Landlord accepted £40,000 stolen whisky as rent payment
- Published
A landlord accepted almost £40,000 of rare stolen whisky from a tenant in lieu of £1,400 unpaid rent, a court was told.
Kenneth McLean, 48, was caught with 57 bottles of rare malt hidden in his loft by police acting on a tip off.
They were investigating complaints that valuable whiskies had gone missing from a storage vault in Grangemouth used by drinks giant Diageo.
McLean was given a community sentence for possessing stolen goods.
He admitted the criminal offence of reset and was ordered to complete 200 hours of unpaid work at Falkirk Sheriff Court.
The court was told that the whiskies had gone missing from the bonded warehouse last July.
Officers were subsequently told that McLean had a large quantity of spirits in the attic of his home in Avonbridge, near Falkirk.
'Wilfully blind'
Nine bottles of 37-year-old Port Ellen, worth almost £2,500 each and seven bottles of Brora 1977 worth a total of £12,250 were among the whiskies recovered.
None of the bottles, which had a total value of £39,272, had been duty-paid and could not have been legally sold in the UK
McLean was arrested and in an initial police interview he claimed he had bought the whisky for cash, paying up to £2,500 for some of the bottles.

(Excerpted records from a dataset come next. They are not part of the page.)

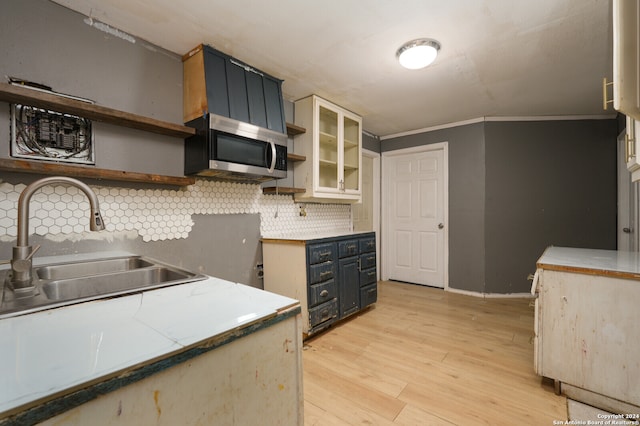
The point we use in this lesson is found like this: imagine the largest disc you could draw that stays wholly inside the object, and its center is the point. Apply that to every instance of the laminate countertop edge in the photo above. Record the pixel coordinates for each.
(610, 263)
(60, 358)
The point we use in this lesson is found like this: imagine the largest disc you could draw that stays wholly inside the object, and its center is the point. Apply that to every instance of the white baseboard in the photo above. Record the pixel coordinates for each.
(492, 295)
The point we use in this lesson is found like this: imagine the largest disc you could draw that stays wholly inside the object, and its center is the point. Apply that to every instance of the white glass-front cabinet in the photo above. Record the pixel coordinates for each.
(333, 149)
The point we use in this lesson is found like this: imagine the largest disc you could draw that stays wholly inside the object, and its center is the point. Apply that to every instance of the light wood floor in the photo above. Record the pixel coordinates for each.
(423, 356)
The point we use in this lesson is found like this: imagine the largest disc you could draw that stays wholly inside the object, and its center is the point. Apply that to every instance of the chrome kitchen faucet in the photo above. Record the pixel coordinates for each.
(21, 276)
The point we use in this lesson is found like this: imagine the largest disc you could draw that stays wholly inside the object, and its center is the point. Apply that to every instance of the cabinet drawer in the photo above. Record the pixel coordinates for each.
(324, 312)
(367, 260)
(368, 295)
(347, 248)
(321, 272)
(368, 276)
(367, 244)
(319, 253)
(322, 292)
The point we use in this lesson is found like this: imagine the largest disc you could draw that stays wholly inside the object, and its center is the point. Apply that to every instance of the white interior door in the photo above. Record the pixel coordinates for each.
(415, 236)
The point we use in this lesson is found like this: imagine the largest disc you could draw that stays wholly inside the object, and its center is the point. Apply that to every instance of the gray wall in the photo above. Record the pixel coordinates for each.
(517, 187)
(46, 43)
(49, 44)
(547, 183)
(466, 199)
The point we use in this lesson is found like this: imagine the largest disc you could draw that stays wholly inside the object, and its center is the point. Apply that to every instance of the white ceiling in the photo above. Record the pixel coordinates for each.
(498, 57)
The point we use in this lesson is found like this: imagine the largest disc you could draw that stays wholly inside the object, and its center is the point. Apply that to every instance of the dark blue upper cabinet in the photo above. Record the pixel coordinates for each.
(216, 83)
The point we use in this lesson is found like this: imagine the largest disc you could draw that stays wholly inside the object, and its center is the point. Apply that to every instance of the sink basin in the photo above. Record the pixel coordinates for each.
(64, 284)
(76, 288)
(83, 269)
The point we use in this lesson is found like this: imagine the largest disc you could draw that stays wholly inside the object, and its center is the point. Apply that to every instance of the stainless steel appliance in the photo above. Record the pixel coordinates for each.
(230, 149)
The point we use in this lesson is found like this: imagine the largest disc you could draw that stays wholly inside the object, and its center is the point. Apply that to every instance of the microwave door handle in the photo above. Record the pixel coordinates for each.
(273, 157)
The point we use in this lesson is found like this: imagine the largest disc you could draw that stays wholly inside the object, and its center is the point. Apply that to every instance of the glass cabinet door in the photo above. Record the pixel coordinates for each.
(351, 155)
(328, 148)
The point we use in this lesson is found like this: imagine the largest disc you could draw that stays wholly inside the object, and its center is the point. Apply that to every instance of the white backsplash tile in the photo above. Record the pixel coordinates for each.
(161, 214)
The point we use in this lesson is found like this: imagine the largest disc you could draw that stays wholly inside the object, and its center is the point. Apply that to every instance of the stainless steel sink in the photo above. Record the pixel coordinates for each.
(83, 269)
(76, 288)
(68, 283)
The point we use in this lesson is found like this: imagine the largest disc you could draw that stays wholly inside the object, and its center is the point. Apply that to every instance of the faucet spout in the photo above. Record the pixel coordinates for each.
(21, 274)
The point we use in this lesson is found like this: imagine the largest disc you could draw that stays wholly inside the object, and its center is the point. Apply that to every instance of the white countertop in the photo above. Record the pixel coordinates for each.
(314, 236)
(49, 352)
(600, 262)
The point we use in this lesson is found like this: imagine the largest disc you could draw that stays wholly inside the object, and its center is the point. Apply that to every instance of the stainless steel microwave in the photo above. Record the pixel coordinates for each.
(227, 148)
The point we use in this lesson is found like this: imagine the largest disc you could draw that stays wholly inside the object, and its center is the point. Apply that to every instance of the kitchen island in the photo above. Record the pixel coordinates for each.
(205, 352)
(587, 325)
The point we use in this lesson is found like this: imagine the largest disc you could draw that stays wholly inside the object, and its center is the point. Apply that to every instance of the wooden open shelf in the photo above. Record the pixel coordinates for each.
(295, 157)
(47, 168)
(293, 130)
(22, 95)
(282, 190)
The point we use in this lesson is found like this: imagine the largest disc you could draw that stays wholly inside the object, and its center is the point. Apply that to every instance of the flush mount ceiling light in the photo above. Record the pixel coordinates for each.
(416, 54)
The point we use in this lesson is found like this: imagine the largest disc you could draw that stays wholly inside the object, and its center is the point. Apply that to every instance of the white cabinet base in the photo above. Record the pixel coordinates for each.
(253, 380)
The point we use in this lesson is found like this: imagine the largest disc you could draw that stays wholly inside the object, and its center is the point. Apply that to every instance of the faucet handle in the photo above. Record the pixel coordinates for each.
(34, 249)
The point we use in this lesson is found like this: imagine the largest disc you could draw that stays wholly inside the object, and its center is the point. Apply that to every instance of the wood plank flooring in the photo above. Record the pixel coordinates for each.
(423, 356)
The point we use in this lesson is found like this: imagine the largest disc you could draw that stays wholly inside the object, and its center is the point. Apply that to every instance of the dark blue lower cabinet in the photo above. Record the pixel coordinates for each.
(341, 278)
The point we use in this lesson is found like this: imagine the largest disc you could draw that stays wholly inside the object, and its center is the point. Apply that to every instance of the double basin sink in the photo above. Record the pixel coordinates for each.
(68, 283)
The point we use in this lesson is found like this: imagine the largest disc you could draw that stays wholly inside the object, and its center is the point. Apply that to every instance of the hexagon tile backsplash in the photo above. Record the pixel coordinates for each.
(155, 214)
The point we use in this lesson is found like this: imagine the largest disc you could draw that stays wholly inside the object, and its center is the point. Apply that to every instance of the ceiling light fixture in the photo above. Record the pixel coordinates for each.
(416, 54)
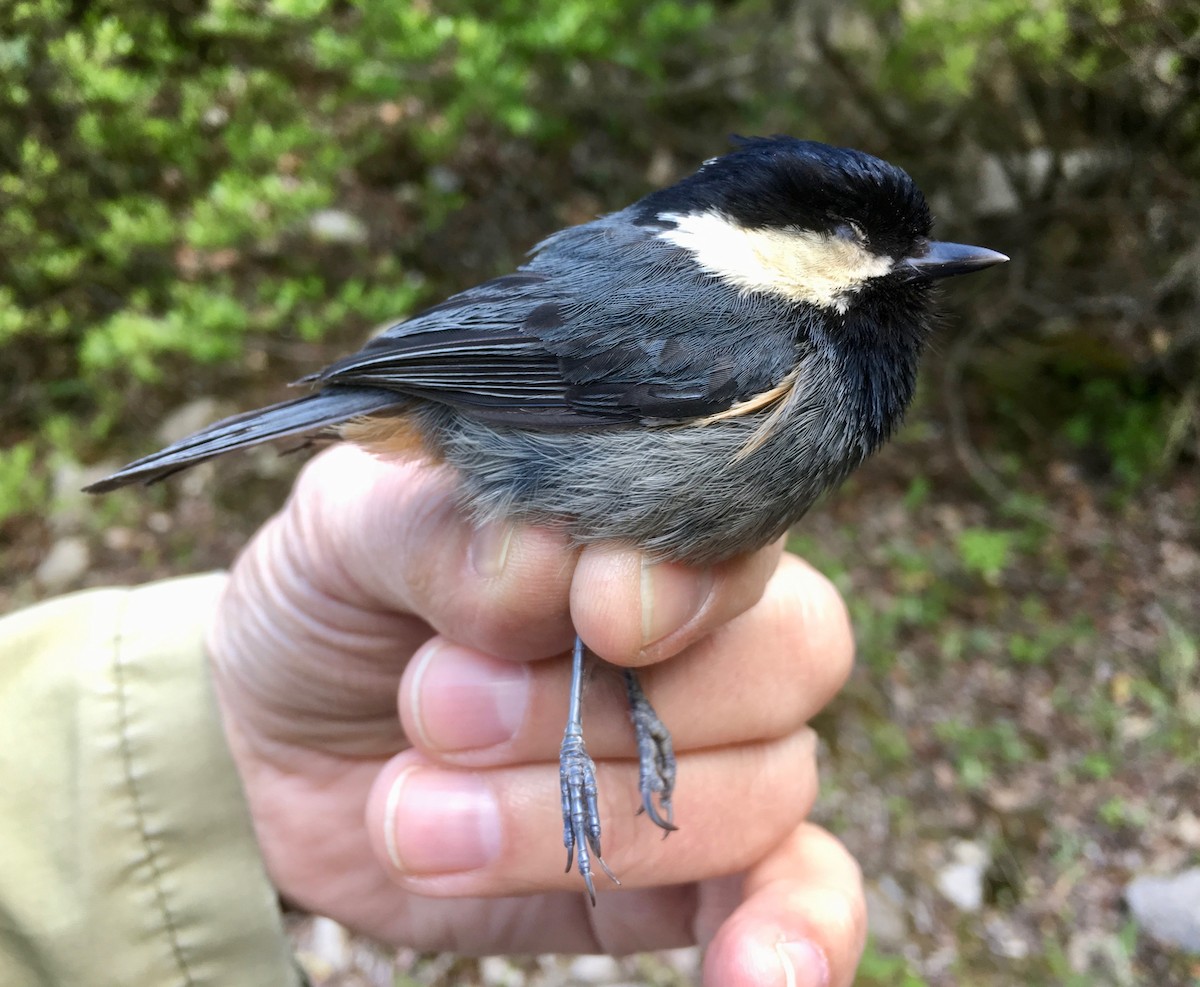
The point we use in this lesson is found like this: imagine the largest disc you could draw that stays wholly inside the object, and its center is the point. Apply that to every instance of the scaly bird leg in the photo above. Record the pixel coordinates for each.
(577, 781)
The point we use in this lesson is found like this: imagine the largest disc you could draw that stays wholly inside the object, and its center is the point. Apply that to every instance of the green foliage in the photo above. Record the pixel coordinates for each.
(985, 552)
(22, 489)
(1129, 428)
(161, 162)
(978, 751)
(882, 969)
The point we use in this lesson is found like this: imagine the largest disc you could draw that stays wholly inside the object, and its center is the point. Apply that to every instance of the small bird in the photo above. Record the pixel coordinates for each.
(685, 376)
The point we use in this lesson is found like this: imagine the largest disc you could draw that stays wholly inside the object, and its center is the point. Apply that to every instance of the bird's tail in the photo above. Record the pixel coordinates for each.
(301, 416)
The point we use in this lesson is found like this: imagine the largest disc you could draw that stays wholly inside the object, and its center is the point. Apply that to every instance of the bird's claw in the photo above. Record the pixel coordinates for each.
(581, 814)
(655, 758)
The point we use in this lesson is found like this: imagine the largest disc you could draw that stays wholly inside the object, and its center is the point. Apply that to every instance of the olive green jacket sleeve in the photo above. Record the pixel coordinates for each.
(126, 851)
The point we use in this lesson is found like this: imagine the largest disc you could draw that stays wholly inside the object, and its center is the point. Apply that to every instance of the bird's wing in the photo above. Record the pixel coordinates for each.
(607, 324)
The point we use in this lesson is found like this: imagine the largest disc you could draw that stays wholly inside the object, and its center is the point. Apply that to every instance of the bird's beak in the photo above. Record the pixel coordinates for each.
(942, 259)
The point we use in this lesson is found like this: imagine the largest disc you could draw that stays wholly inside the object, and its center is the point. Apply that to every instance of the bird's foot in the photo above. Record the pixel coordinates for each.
(581, 815)
(655, 757)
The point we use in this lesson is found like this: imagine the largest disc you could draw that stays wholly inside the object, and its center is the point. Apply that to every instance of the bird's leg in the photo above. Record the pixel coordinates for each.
(577, 781)
(655, 755)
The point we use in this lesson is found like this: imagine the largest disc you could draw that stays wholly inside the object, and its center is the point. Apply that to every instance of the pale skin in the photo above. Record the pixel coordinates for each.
(379, 668)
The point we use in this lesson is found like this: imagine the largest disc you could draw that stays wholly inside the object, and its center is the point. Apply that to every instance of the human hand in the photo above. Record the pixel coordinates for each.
(438, 827)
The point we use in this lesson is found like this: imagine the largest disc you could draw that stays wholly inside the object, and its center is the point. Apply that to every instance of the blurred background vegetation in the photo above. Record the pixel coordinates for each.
(202, 201)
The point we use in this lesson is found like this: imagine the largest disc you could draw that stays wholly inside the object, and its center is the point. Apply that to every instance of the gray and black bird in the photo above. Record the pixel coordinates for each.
(685, 376)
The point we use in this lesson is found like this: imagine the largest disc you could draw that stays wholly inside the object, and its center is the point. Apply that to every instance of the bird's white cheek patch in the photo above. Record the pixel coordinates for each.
(799, 264)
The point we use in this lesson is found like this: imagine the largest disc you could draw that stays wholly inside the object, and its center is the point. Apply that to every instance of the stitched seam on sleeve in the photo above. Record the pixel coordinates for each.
(148, 843)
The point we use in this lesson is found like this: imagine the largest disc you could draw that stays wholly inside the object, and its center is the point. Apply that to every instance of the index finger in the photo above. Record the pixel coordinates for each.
(391, 537)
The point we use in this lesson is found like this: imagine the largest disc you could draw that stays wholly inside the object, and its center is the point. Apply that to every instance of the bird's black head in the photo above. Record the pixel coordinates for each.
(808, 221)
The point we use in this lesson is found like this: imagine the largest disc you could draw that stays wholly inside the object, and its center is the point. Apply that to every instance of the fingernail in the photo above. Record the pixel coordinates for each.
(671, 596)
(804, 964)
(490, 548)
(441, 821)
(462, 700)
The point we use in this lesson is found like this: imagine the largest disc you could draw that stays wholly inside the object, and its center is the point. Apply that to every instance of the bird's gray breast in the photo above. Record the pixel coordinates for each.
(695, 492)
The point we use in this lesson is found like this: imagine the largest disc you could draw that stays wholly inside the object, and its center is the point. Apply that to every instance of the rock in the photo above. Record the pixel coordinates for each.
(594, 969)
(64, 563)
(499, 971)
(887, 915)
(336, 226)
(1168, 907)
(961, 880)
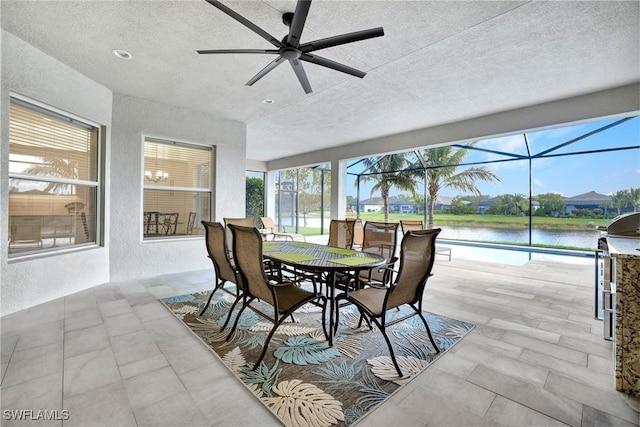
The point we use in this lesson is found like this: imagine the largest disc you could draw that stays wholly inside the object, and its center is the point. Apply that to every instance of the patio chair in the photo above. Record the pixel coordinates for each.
(416, 262)
(26, 230)
(410, 225)
(285, 298)
(270, 225)
(358, 233)
(216, 248)
(168, 222)
(151, 222)
(341, 233)
(380, 238)
(245, 222)
(191, 223)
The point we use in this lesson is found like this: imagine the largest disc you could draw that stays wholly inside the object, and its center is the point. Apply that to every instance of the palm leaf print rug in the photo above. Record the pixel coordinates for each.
(302, 380)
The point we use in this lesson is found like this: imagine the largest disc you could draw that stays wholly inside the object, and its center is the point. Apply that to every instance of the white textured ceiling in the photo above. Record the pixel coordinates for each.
(438, 62)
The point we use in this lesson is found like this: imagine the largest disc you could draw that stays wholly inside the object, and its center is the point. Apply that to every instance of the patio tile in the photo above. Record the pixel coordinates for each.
(152, 387)
(80, 319)
(114, 308)
(537, 398)
(611, 402)
(89, 370)
(106, 406)
(122, 324)
(39, 393)
(33, 363)
(177, 410)
(85, 340)
(507, 412)
(43, 334)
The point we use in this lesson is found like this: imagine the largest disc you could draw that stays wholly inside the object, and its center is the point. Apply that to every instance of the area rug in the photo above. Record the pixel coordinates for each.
(302, 380)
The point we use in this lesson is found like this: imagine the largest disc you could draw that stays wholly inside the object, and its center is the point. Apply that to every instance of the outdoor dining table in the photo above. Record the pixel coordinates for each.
(317, 258)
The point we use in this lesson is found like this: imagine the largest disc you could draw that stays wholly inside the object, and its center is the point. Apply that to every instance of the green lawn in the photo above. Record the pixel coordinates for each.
(496, 221)
(489, 221)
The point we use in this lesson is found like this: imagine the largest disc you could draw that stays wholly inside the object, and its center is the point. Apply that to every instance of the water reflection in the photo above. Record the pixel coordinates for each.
(584, 239)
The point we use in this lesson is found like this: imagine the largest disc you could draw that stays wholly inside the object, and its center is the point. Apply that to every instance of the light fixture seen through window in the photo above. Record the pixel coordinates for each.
(158, 176)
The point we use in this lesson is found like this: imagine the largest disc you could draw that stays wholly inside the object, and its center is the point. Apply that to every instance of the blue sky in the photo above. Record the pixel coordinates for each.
(567, 175)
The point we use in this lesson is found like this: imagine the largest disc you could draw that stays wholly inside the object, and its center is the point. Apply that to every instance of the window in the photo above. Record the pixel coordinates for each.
(53, 180)
(177, 188)
(255, 195)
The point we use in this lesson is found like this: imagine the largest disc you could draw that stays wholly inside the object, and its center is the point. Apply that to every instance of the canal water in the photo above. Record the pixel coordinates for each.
(584, 239)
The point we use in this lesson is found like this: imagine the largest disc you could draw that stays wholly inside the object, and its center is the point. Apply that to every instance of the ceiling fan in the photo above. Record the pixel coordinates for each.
(290, 49)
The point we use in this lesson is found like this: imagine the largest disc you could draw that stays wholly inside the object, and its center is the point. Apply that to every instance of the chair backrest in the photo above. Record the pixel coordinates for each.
(341, 233)
(191, 223)
(26, 229)
(245, 222)
(411, 225)
(216, 247)
(380, 238)
(417, 253)
(150, 222)
(358, 232)
(269, 224)
(168, 222)
(247, 252)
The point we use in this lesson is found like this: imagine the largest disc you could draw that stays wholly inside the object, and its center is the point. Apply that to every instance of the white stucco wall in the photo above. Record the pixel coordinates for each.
(133, 119)
(27, 71)
(125, 120)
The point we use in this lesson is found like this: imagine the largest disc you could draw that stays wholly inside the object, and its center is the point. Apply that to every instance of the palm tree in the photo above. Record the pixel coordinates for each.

He told officers he intended to keep the whiskies for five or 10 years, then sell them at a profit.
However, it emerged that McLean told social workers compiling a report that he had accepted them as rent, and had been "wilfully blind" to the probability they were stolen.
Solicitor advocate Martin Morrow, defending McLean, said: "He acknowledges he has been extremely foolish."